El crecimiento de la planta se ve mejorado a través de la mejora estructural del suelo, tanto en suelos arcillosos, como en arenosos, mejorando el desarrollo y crecimiento radicular. Cuando este producto se aplica a suelos arcillosos, puede ayudar a romper los suelos compactados, permitiendo así incrementar la penetración del agua y mejorar la zona de crecimiento y desarrollo de las raíces Cuando se aplica a suelos arenosos, añade la materia orgánica esencial, necesaria para la retención de agua y permitiendo así mejorar el crecimiento de las raíces e incrementando la habilidad de los suelos arcillosos para retener y evitar el lavado de los nutrientes vitales para las plantas.

Las actividades de los microorganismos beneficiosos del suelo son cruciales para la sostenibilidad de un suelo y para el crecimiento de la planta. Los ácidos húmicos estimulan la actividad microbiana, ya que constituyen una fuente de carbono para su alimentación, favoreciendo así su crecimiento y actividad. Los microorganismos del suelo son responsables de la solubilización de los nutrientes vitales, como el fósforo, haciéndolos así disponibles para la planta. Además, los microorganismos son responsables para la formación continua de humus en el suelo, ya que rompen la materia orgánica que no está completamente descompuesta.

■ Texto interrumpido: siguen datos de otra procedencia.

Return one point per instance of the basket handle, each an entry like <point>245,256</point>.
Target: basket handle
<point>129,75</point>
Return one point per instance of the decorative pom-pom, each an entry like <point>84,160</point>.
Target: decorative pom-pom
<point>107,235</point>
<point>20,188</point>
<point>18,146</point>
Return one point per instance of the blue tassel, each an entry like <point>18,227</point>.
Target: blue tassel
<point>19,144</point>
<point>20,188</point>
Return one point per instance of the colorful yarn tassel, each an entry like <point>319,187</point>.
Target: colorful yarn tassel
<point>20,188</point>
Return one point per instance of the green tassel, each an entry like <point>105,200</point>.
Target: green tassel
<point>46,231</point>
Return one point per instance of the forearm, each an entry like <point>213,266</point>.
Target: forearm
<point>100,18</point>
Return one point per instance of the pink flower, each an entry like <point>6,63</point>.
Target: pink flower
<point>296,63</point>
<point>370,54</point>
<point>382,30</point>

El uso del producto de manera regular reduce las necesidades de fertilización, debido a que el suelo y la planta van a hacer un mejor uso de los nutrientes.
¿Serviría para mejorar la fertilidad natural del suelo?

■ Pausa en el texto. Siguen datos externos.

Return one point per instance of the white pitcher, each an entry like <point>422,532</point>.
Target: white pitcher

Esta sería una pregunta fundamental, de la que parte esta entrevista. Y la respuesta es que, por supuesto. Es más, tiene actividad a distintos niveles:
Físico:
- Incrementa la capacidad de retención de agua.
- Incrementa la aireación de los suelos.
- Mejora las labores en el suelo.
- Ayuda a resistir la sequía.
- Mejora la germinación.
- Hace que el suelo sea más friable o rompible.

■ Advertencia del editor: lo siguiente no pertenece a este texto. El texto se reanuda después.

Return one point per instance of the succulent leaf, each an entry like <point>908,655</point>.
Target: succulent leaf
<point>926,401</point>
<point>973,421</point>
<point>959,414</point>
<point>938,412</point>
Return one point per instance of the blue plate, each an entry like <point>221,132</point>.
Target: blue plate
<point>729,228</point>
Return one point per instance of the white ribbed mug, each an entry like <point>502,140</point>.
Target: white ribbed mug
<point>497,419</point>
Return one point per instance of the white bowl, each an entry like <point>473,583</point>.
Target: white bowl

- Reduce la erosión del suelo.
Químico:
- Quelata nutrientes para mejorar su absorción por parte de las plantas.
- Posee una capacidad de intercambio catiónico elevada.
- Aumenta la capacidad tamponante de los suelos.
- Incrementa el porcentaje de nitrógeno total en los suelos.
Biológico:
- Acelera la división celular de la planta y promueve el crecimiento.
- Aumenta la germinación de las semillas y su viabilidad.
- Incrementa la formación y respiración de las raíces.
- Estimula el crecimiento y la proliferación de los microorganismos del suelo.
- Ayuda a la fotosíntesis.
¿Cómo encajaríamos al humato potásico dentro de la reglamentación vigente?
A nivel nacional, según el Real Decreto 999/2017 de 24 de noviembre por el que se modifica el Real Decreto 506/2013 de 28 de junio sobre productos fertilizantes, estaría clasificado dentro del grupo 4 de otros abonos y productos especiales, ya que los ácidos húmicos se encuentran recogidos en el punto 3. A nivel europeo, debemos fijarnos en el REGLAMENTO (UE) 2019/1009 DEL PARLAMENTO EUROPEO Y DEL CONSEJO de 5 de junio de 2019 por el que se establecen disposiciones relativas a la puesta a disposición en el mercado de los productos fertilizantes UE y se modifican los Reglamentos (CE) n. o 1069/2009 y (CE) n. o 1107/2009 y se deroga el Reglamento (CE) n. o 2003/2003. Según este, quedaría encuadrado como bioestimulante,
¿Puede ser empleado en agricultura ecológica?
Se trata de un producto utilizable en Agricultura Ecológica conforme al Reglamento (CE) Nº 834/2007 del Consejo, de 28 de junio de 2007, sobre producción y etiquetado de los productos ecológicos, posteriores modificaciones y ampliaciones. Las empresas certificadoras lo tienen aceptado debido a sus características como extracto húmico sólido.